Rolle der KP-Steiermark – Kritik der SLP
- Der
Wahlerfolg der KP-Steiermark ist ein wichtiges Signal für die
Linke und darüber hinaus für breitere Schichten. Es zeigt,
dass linke Politik nicht „an sich“ ein Minderheitenprogramm ist,
sondern eine ernstzunehmende Alternative sein kann. Gleichzeitig
sehen wir in den Positionen der KP-Steiermark und der Bundes-KPÖ
(die sich in vielen Fragen durchaus unterscheiden) eine Reihe von
Problemen und Schwächen.
- Trotz
Panikmache haben knapp 45.000 Menschen in der Steiermark die KP
gewählt. Das Ergebnis unterscheidet sich von den Ergebnissen
anderer Bundesländer, wo die KPÖ unter 1 % liegt.
Andererseits gibt es Parallelen zu internationalen Entwicklungen,
wie dem guten Abschneiden der Linkspartei in Deutschland.
- Die
KP wurde nicht wegen ihres „Kommunismus“ gewählt. Aber im
Gegensatz zu früher war der Name „Kommunistische Partei“
kein Hindernis mehr. Dies spiegelt eine politische Entwicklung
wider, die von der SLP in den letzten Jahren immer wieder betont
wurde. Die Ablehnung des Establishments, der herrschenden Zustände
und sogar des Kapitalismus als ganzes (oft unter den Begriffen
„Globalisierung“ oder „Turbokapitalismus“) steigt.
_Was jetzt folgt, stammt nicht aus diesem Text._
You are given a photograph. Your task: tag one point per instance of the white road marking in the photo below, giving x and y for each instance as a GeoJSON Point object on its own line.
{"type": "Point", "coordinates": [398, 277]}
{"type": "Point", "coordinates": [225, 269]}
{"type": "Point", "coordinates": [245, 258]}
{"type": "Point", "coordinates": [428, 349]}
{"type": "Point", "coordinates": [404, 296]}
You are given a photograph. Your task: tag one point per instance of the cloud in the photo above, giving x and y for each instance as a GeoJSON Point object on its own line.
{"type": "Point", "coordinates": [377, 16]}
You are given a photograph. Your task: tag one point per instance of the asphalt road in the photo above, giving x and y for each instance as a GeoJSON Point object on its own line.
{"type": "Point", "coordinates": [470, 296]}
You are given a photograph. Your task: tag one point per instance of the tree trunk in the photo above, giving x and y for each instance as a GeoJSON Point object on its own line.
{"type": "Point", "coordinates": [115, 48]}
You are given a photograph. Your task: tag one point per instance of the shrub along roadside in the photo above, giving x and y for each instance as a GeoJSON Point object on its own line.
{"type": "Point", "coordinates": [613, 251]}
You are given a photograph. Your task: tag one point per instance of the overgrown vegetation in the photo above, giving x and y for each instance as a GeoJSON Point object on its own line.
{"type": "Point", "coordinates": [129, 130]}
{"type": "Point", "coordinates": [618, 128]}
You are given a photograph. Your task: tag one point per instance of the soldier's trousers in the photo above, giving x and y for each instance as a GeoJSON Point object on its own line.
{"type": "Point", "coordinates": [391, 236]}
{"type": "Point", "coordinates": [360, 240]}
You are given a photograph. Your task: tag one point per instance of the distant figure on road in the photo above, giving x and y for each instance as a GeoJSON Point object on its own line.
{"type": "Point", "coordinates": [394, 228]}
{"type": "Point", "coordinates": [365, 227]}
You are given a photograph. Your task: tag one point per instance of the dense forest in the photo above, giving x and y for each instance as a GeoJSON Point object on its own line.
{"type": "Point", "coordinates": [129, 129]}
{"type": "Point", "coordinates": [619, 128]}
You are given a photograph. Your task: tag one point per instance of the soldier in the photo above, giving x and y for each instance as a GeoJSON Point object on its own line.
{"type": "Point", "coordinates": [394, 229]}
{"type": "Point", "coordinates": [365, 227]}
Erfahrungen mit den tatsächlichen Auswirkungen des
Neoliberalismus am eigenen Leib und die offen zur Schau gestellte
Abgehobenheit der Herrschenden in Politik & Wirtschaft haben den
Wunsch nach „etwas anderem“ geweckt. Die Tatsache, dass es
derzeit keine große Partei gibt, die die Interessen von
ArbeiterInnen und Arbeitslosen vertritt und mit ihnen gegen den
Sozialkahlschlag kämpft, bricht sich in solchen Ergebnissen
Bahn. Die Skepsis gegenüber dem, was mit der KPÖ in
Verbindung gebracht wird (den sogenannten „Kommunismus“, bzw.
richtigerweise Stalinismus) ist zweifellos noch da. Doch die
Erfahrung mit dem real existierenden Kapitalismus verschiebt die
Blickpunkte.
- Ein
wichtiger Grund für den Erfolg der steirischen KP ist die
Arbeit von Ernest Kaltenegger und die Politik der KP in Graz.
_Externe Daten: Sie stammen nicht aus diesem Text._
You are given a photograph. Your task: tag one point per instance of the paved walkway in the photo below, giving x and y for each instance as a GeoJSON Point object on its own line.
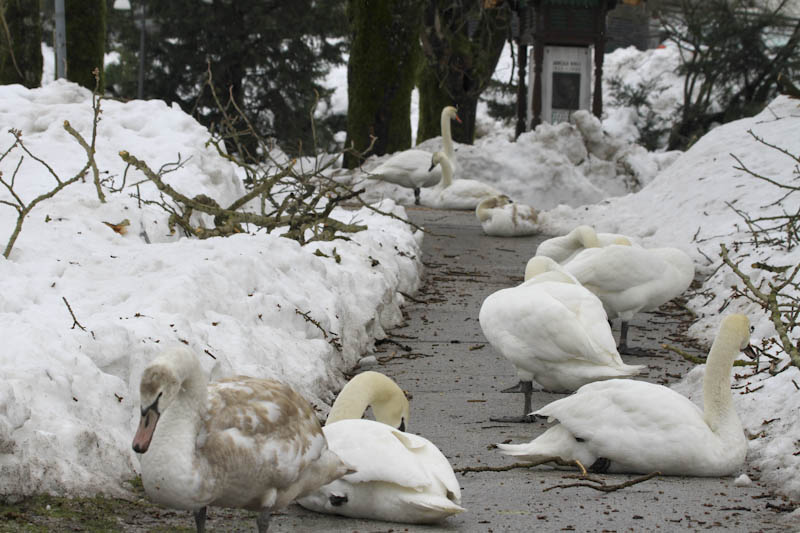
{"type": "Point", "coordinates": [454, 377]}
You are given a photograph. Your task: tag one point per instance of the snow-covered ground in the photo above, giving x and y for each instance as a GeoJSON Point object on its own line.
{"type": "Point", "coordinates": [69, 398]}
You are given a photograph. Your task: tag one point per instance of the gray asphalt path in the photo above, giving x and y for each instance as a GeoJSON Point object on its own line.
{"type": "Point", "coordinates": [454, 377]}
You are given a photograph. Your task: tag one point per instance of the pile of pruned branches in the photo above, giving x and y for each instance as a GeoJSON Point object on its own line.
{"type": "Point", "coordinates": [778, 288]}
{"type": "Point", "coordinates": [280, 193]}
{"type": "Point", "coordinates": [23, 207]}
Kaltenegger wirkt angesichts der bürgerlichen
Parteienlandschaft als einziger Politiker ehrlich und um die
Interessen der „einfachen Menschen“ bemüht. Er wirkt nicht
gekünstelt und abgehoben. Er hat seinen Lebensmittelpunkt mit
Menschen wie du und ich. Er bereichert sich nicht aus Steuermitteln.
Er bzw. KP’lerInnen finanziert/en aus seinem/ihrem Einkommen Hilfe
für sozial Schwache. Die KP-Steiermark (in Person von
Kaltenegger) ist seit Jahren im Bereich Wohnen und Mieten in Graz
federführend.
- Die
Politik der KP-Steiermark bietet für eine echte sozialistische
Alternative eine Reihe positiver Anknüpfungspunkte.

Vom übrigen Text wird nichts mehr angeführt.